Lindsay Lohan blue herself.

There's plenty of unintentional comedy to mine in the 2007 Lindsay Lohan vehicle I Know Who Killed Me. If you haven't seen it and like things that are terrible, what you have here is a gold mine of bad creative decisions that culminate in one of the most baffling cinematic experiences of the 2000s. This movie drenches everything in royal blue hues to the point where you wonder if the film stock was soaked in Smurf blood, the plot is some bizarre nonsense about psychically-linked twins who are unaware of one another and suffer stigmata when the other receives injury – spoiler alert, I guess, but who really cares – and the whole production feels like an attempt to prove that Lohan ain't that sweet Disney girl anymore, yet the stripper sleaze she demonstrates wouldn't even cause your grandma to blink.

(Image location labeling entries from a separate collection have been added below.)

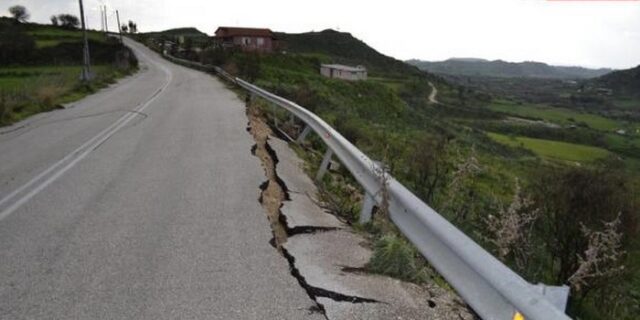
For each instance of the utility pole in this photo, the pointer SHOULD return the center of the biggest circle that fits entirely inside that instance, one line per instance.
(119, 26)
(106, 20)
(101, 19)
(86, 70)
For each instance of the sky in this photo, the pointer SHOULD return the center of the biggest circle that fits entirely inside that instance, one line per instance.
(574, 32)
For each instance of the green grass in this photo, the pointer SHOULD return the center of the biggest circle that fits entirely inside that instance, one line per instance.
(629, 103)
(23, 78)
(556, 115)
(25, 91)
(554, 150)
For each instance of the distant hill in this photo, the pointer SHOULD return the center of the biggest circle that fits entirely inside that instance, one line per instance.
(503, 69)
(625, 82)
(342, 47)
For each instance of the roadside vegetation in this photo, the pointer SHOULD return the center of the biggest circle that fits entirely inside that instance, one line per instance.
(550, 189)
(41, 64)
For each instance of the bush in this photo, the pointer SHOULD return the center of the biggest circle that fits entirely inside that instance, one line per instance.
(16, 46)
(395, 257)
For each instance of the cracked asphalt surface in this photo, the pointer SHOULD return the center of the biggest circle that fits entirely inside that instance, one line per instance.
(107, 213)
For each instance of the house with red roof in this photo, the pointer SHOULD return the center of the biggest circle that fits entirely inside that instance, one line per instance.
(246, 39)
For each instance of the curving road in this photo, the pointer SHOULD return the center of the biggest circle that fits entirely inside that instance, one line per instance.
(140, 202)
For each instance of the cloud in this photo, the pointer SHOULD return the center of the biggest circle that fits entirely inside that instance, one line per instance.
(572, 33)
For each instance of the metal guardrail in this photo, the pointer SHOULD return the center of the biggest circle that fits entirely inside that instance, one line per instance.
(492, 289)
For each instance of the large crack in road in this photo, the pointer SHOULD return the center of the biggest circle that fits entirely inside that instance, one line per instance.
(273, 193)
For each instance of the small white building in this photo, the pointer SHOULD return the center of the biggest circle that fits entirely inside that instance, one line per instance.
(339, 71)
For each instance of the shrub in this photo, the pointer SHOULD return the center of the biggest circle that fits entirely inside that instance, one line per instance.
(46, 95)
(395, 257)
(16, 46)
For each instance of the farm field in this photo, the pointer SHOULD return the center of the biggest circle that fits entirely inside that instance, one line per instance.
(556, 115)
(553, 150)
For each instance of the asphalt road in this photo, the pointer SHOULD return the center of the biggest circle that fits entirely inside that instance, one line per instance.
(140, 202)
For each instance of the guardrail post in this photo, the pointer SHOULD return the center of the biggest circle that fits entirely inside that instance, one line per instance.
(325, 164)
(304, 134)
(274, 115)
(367, 208)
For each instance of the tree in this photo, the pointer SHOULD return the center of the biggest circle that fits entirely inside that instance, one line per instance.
(429, 166)
(19, 13)
(573, 205)
(68, 21)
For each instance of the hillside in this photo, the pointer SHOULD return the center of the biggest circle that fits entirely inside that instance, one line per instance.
(342, 47)
(41, 65)
(623, 82)
(503, 69)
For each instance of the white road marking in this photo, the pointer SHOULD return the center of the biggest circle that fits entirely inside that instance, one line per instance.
(78, 154)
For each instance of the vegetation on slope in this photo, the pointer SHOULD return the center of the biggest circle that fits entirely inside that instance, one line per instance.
(42, 66)
(524, 201)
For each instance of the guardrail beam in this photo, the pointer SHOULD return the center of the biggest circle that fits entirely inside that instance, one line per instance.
(367, 208)
(324, 165)
(304, 134)
(486, 284)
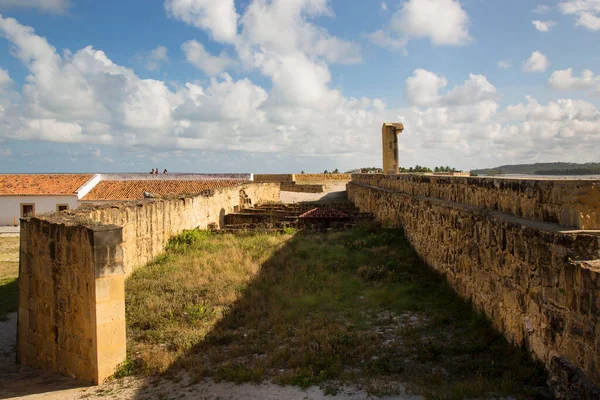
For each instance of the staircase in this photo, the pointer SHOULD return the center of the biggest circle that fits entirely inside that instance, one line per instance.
(275, 217)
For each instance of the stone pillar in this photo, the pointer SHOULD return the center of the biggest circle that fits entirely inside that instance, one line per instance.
(389, 135)
(71, 316)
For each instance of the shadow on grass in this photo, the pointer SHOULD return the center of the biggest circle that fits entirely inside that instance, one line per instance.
(355, 307)
(9, 297)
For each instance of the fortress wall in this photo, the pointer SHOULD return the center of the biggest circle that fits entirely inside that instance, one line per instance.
(536, 283)
(149, 224)
(570, 203)
(293, 187)
(71, 317)
(274, 178)
(73, 265)
(299, 178)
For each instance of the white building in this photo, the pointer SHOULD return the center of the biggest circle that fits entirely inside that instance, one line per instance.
(24, 194)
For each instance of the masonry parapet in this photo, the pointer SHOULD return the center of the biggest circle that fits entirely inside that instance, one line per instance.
(73, 265)
(536, 281)
(569, 203)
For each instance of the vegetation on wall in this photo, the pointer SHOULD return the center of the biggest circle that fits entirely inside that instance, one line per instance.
(557, 168)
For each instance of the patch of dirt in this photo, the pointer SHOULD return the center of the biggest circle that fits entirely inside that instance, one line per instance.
(27, 383)
(334, 192)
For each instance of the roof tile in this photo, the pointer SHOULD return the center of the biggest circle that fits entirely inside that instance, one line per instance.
(41, 184)
(134, 189)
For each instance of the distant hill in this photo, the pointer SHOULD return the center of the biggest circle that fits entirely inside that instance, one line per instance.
(557, 168)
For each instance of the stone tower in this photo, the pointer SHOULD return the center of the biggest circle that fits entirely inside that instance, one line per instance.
(389, 135)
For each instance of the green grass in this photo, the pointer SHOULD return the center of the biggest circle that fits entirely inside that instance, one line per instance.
(356, 306)
(9, 272)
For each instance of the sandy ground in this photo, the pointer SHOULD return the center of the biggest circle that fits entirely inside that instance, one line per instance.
(334, 192)
(18, 382)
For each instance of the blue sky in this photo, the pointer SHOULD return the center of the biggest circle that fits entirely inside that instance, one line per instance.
(290, 85)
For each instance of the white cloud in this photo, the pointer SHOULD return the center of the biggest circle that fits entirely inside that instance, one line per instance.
(543, 26)
(423, 89)
(156, 57)
(444, 22)
(196, 54)
(223, 99)
(384, 39)
(52, 6)
(586, 12)
(4, 78)
(542, 9)
(505, 64)
(85, 97)
(282, 27)
(564, 80)
(218, 18)
(536, 63)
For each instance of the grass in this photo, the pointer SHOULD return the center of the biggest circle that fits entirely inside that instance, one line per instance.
(350, 307)
(9, 272)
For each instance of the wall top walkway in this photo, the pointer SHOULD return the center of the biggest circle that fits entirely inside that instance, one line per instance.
(570, 203)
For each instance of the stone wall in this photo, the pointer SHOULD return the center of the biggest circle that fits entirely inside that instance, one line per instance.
(148, 224)
(274, 178)
(299, 178)
(536, 282)
(570, 203)
(71, 317)
(292, 187)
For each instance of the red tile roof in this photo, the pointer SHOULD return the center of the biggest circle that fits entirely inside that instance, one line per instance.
(324, 212)
(41, 184)
(134, 189)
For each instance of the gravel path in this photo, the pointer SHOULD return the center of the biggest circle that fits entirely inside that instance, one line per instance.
(18, 382)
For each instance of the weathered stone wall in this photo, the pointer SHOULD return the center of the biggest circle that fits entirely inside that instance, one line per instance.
(71, 317)
(149, 224)
(570, 203)
(273, 178)
(293, 187)
(538, 284)
(299, 178)
(321, 177)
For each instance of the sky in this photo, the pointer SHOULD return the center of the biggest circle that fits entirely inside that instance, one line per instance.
(295, 85)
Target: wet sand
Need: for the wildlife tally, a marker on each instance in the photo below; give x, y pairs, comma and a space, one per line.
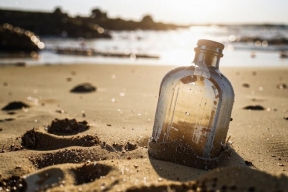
111, 153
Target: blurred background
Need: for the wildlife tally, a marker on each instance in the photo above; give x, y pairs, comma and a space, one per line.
255, 32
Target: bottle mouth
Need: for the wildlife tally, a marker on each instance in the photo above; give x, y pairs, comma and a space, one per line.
213, 50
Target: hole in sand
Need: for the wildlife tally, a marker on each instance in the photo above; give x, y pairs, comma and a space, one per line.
90, 172
65, 156
40, 140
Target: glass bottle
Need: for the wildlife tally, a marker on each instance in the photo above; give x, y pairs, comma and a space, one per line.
193, 111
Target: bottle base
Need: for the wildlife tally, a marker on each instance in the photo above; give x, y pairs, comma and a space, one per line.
181, 153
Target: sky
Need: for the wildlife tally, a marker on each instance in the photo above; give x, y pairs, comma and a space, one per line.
168, 11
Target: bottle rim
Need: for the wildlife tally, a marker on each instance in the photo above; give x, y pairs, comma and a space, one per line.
210, 43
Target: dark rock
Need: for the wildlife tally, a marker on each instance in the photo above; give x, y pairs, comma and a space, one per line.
15, 39
246, 85
254, 107
15, 105
282, 86
67, 126
83, 88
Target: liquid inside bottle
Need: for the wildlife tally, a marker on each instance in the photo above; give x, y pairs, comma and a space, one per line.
193, 110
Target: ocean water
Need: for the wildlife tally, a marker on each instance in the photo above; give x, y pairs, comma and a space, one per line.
245, 46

Oh, yeah, and there are casually introduced robot limbs. Because that's a totally normal thing that 100% replicated biological limb movement in 2007.

But there is one scene that is played for actual, unironic laughs, and it succeeds in prompting the appropriate emotional response, which should seem like the baseline measure of competence for any other movie, but here it's a monumental accomplishment.

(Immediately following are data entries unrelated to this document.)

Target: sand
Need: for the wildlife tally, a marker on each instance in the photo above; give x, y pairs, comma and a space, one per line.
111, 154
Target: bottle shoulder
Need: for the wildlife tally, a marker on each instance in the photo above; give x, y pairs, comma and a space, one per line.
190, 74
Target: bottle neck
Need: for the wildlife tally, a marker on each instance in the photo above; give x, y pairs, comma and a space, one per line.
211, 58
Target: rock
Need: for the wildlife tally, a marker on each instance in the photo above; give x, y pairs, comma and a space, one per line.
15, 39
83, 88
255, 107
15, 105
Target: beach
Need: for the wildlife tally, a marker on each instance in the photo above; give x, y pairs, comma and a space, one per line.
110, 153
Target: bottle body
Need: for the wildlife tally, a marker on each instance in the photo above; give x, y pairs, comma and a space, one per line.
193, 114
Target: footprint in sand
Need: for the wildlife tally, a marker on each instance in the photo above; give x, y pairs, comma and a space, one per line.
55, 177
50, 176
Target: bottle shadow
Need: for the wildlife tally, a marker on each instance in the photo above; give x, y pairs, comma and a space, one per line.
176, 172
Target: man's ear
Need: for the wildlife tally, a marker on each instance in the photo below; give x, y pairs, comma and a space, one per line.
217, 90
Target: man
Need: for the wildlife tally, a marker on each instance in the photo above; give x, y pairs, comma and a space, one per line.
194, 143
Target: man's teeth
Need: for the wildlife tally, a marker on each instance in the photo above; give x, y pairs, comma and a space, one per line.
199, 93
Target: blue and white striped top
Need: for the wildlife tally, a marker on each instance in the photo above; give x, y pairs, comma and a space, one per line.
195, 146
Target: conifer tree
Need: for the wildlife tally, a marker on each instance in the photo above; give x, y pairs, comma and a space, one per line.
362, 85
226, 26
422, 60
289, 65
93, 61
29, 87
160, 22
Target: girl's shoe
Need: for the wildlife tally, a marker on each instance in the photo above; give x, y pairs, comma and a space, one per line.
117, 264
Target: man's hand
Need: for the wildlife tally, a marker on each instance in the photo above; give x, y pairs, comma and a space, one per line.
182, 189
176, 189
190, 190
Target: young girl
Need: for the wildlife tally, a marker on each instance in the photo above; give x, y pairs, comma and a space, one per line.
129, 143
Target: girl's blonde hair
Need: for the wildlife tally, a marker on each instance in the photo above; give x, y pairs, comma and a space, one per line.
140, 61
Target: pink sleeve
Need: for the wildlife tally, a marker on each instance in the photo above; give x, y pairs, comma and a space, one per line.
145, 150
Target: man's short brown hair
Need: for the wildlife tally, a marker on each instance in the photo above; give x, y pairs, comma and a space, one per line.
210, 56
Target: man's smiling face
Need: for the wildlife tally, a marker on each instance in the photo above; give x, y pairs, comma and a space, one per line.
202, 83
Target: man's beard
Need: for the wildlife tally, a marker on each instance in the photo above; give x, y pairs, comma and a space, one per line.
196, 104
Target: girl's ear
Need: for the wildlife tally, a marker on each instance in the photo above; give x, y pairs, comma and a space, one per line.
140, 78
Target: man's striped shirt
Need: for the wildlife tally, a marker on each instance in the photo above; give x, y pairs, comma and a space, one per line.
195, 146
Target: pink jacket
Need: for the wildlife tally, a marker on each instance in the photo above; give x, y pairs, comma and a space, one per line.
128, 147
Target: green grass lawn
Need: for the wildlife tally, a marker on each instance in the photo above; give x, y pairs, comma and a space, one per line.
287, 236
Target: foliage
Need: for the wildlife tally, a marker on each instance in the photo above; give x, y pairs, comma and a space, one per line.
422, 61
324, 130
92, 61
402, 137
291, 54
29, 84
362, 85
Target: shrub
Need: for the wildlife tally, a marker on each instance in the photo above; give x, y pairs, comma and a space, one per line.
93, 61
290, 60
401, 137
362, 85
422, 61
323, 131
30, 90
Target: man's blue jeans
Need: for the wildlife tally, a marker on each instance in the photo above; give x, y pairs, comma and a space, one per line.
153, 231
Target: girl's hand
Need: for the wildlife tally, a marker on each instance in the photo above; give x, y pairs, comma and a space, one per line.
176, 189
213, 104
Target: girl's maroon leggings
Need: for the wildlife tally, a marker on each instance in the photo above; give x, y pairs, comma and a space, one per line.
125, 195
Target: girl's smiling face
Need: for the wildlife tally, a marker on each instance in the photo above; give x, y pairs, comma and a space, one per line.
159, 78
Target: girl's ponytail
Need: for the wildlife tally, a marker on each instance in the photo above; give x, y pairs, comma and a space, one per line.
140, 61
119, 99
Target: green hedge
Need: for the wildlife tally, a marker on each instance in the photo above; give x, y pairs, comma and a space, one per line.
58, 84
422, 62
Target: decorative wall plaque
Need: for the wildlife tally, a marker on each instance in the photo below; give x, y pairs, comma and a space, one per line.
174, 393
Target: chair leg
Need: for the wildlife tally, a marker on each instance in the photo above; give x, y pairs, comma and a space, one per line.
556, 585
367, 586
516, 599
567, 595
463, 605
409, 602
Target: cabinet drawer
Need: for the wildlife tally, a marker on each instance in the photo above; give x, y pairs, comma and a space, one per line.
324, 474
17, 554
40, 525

The scene starts with Dakota (Lohan) being visited by her twin sister Aubrey's boyfriend Jerrod (Brian Geraghty), who like everyone assumes that Dakota is Aubrey suffering from some form of split-personality disorder. In order to convince Jerrod that she isn't Aubrey, Dakota decides to do something with Jerrod that the good girl Aubrey never would: have sex with him. To the shock of Aubrey's mother (Julia Ormond), Dakota takes Jerrod upstairs and starts to loudly fuck his brains out. Observe:

The film isn't content to just treat this as a sex scene. Instead, the film cuts back and forth to Aubrey's mom hearing everything downstairs in the kitchen, in perfect fidelity, as she tries to clean the sink in a futile effort to distract herself. It's genuinely funny to see this grinding and moaning juxtaposed to the pearl-clutching scandal of a mother thinking her daughter would so blatantly blow her off for a midday boinking. Of course, the comedy is only enhanced by how tame the actual sex is, though that doesn't detract from what was clearly meant to be the film's only real comic beat hitting home in the midst of a film so heightened by its absurdity that any sincere comedy should fall flat.

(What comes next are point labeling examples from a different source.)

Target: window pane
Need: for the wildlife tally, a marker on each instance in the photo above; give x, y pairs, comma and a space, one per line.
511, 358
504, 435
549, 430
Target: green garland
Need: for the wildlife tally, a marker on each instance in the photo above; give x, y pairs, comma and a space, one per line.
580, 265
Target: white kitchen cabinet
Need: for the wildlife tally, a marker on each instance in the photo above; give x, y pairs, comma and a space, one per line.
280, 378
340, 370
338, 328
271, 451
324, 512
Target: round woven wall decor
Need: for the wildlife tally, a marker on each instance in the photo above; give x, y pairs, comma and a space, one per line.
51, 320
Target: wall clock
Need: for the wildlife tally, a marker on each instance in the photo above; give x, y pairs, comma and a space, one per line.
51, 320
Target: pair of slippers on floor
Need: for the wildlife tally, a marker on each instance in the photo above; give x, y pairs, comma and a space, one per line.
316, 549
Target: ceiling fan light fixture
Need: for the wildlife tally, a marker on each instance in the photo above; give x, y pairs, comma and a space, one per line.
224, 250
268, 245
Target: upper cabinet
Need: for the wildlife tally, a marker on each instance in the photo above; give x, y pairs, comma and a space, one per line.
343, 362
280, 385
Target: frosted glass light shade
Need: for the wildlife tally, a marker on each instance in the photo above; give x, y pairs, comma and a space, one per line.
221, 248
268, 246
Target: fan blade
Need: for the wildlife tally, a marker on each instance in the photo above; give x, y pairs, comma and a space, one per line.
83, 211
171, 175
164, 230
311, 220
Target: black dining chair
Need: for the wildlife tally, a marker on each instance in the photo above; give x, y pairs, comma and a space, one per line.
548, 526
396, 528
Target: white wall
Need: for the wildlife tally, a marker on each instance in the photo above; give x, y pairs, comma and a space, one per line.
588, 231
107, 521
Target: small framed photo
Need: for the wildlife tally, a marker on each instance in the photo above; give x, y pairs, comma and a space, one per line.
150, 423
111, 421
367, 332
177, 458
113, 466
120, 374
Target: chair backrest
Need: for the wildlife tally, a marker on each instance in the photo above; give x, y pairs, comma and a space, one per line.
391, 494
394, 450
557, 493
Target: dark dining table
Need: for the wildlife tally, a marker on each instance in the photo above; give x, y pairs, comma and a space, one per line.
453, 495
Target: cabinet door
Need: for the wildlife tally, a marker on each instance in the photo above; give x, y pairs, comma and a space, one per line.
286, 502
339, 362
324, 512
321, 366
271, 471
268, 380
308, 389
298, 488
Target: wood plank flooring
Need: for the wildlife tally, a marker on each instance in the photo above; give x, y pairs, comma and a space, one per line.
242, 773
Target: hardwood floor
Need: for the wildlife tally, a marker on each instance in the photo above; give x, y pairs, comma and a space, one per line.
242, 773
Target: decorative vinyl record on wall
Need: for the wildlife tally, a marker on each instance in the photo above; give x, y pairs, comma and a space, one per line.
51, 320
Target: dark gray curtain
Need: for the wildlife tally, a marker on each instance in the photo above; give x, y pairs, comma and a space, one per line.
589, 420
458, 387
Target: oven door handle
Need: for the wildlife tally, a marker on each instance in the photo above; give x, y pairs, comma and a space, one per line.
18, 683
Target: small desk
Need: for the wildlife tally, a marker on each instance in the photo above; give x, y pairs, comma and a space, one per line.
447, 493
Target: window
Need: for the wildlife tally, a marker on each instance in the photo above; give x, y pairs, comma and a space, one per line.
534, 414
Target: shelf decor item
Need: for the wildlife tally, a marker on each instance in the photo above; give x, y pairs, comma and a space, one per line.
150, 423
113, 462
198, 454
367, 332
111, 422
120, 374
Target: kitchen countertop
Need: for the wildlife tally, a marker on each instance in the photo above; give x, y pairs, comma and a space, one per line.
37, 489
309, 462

The film soon returns to its bizarre royal blue lighting and shots of a robot foot sitting in a wall charger, but for a brief moment I Know Who Killed Me feels like an intentional comedy. This is a film capable of being tongue in cheek for a brief moment before resuming an attitude of oblivious self-seriousness, and while you shouldn't respect it in those moments where the comedy is the product of ineptitude, it's worth pausing a moment to recognize that the one time when the film succeeds is when it's actually trying to be funny.